Yesterday, when this was put gently to the Taoiseach the response was typically upbeat. “I was born to play on a bigger pitch,” he said. But, deep down, he has to be hurting.

He is optimistic about Sunday. “It’s different this year, from what they tell me. The team is in a different place. They’ve had very strong performances. They have a different psychological approach.”

Outside Dublin “there’s not a county in the country which is not willing Mayo to win”, he said.

Even as Taoiseach for all the Gaels, he feels entitled to be so partisan. “As Taoiseach I am satisfied that this is allowed,” he said, adding, in the direction of the Dubs, that “the Dublin and Mayo supporters are among the best”.

But a Mayo win “has been threatened for so many years”. If such a long-threatening does come to pass on Sunday, “a lot of people will probably get emotional”.

More Mayo understatement.

He will have three special guests with him in Croke Park on Sunday: Fr Peter Quinn, Paddy Prendergast, and Padraig Carney, surviving members of that great 1951 team which last brought glory and Sam Maguire to Mayo.

As for the so-called curse that Mayo wouldn’t win an All-Ireland as long as any member of the 1951 side was alive, he is as dismissive as Foxford parish priest Fr Padraig Costello was this week. It was “nonsense. I don’t believe it at all.
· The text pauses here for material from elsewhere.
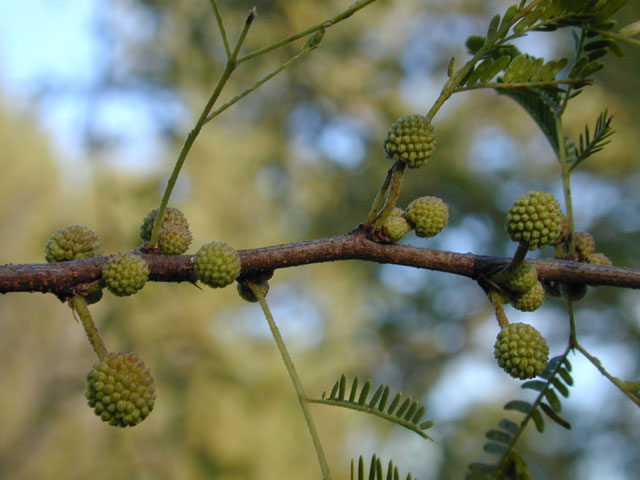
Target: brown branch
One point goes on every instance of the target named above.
(64, 279)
I heard it years ago,” the Taoiseach said.

The curse was, supposedly, placed on Mayo football by a priest when the 1951 Mayo team, while celebrating their great victory, failed to pay respects to a funeral procession in Foxford.

This week Fr Costello dismissed the curse as fiction but, to be sure, to be sure, gave the current Mayo team an official blessing at the spot on the bridge over river Moy in Foxford where the alleged curse was allegedly imposed by his predecessor.